For the second year in a row, the Oak Park River Forest Infant Welfare Society (IWS) is taking its Holiday Housewalk virtual. This year’s walk will feature six architecturally significant Oak Park and River Forest homes decorated for the holidays.
While the in-person walk was limited to one weekend, the video access for the virtual walk will be available Dec. 10 through Jan. 10, giving participants an entire month to take in the indoor and outdoor scenes. The IWS is also making ticket buying a little sweeter, by offering another grand raffle of $10,000.
IWS board President Debbie Blanco says that the Holiday Housewalk is an integral part of the society’s mission.
“It’s our premier fundraiser of the year,” Blanco said. “Sixty percent of the budget of the Children’s Clinic comes from philanthropy.”
The IWS Children’s Clinic serves over 3,400 children in more than 10,000 visits each year, addressing the medical, dental and behavioral care of a population in need. As the construction continues on the Children’s Clinic new home on Madison Street, that support is more important than ever.
Blanco says the Holiday Housewalk, whether in-person or virtual, is a good representation of the IWS as a charitable organization.
“Our fundraisers are ‘fun-raisers.’ Community is very important to who we are,” she said.
Sarina Butler, longtime IWS volunteer and script writer for this year’s walk, says the walk is always a highlight of the holiday season.
“Our area is so beautiful, the architecture is extremely diverse and many homes are historic,” Butler said. “Homeowners take pride in keeping their homes really lovely at holiday time. It’s a chance to see gorgeous homes with great people willing to share them for a great cause.”
This year’s homes span a variety of styles. A River Forest home built in 1927 for a mafia figure suspected of involvement in the St. Valentine’s Day Massacre had seen better days when its current owners purchased it.
Working with local architect Rosanne McGrath, they enlarged the home and created an interior that complements the home’s French Provincial exterior. While the family has modernized the house for today’s style, they retained the original foyer chandelier and stair banister.
An Oak Park stunner on Forest Avenue has no known architect, but the early 20th century home holds its own among nearby Frank Lloyd Wright designs. The home is decorated with a combination of traditional and modern furnishings.
Butler says the two-story foyer features a stunning seven-foot-tall artwork composed of eleven infinity clusters made of crystal.
An E.E. Roberts-designed home on the tour has been remodeled, but Butler states, “It looks just like Roberts built it yesterday.”
The original touches include art glass windows fronting Chicago Avenue. One touch that’s not original is the renovated kitchen which can comfortably accommodate 40 guests for an annual cookie baking gathering.
In River Forest, a 126-year-old Victorian house was converted to a three-flat in the 1920s. Today’s owners have returned it to a single-family home. An exterior renovation in 2010 was followed by an interior remodel in 2014 which created a modernized kitchen that suits the original era of the home.
The final River Forest home was built in 1901 and designed by architect Charles Lowry for his son and namesake. The home was remodeled early in its life, and its art glass tells the story.

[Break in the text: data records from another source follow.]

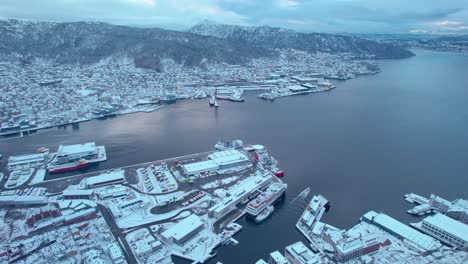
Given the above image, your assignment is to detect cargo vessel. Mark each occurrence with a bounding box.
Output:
[246,182,288,217]
[47,142,107,173]
[49,159,90,174]
[255,205,275,224]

The original art glass features curved lines and rounded shapes while the glass installed during the renovation is more linear and modern. The current owners love to cook and highlight their Mediterranean heritage. Butler says their kitchen with its built-in, open pantry celebrates the family’s rich food heritage.
While all of this year’s homes are architecturally significant, Butler says the most well-known is Oak Park’s Arthur Heurtley House designed by Frank Lloyd Wright in 1902 and considered to be his first Prairie Style home. This year, the house will be professionally decorated by Forest Park’s Moss, and Butler says the natural theme will complement Wright’s Prairie design.
“They really are committed to the aesthetic of the house,” Butler said. “Even among Frank Lloyd Wright’s houses, it’s unique. It’s so impressive, and this is the first time people will see it decorated for Christmas.”
Butler says that when COVID forced the housewalk to move to a virtual format, the IWS volunteers were a bit nervous about turnout. There was no need to be concerned. The 2020 walk raised more money than the pre-pandemic, in-person walk in 2019. Butler is hopeful that this year’s walk will do the same in order to provide needed funds for the Children’s Clinic.
Housewalk Co-Chair Monica Klinke states, “Last year, we were looking for a temporary fix for our pandemic problem, and it turns out people loved this format. You can watch it on your own time, in your house in your pajamas or with your friends. Last year, we had people from 24 states and from as far away from France watching. We had a broader reach.”
How to take the tour
The Infant Welfare Society Virtual Holiday Housewalk and Grand Raffle tickets can be purchased at one.bidpal.net/holidayhousewalk/welcome.
Each $55 ticket includes entry to the $10,000 grand raffle. Ticket packages including more raffle tickets are available for purchase as well.
The virtual tours will be available for viewing from Dec. 10 through Jan. 10. The Grand Raffle drawing will be recorded and shared online Tuesday, Dec. 21 at 7 p.m.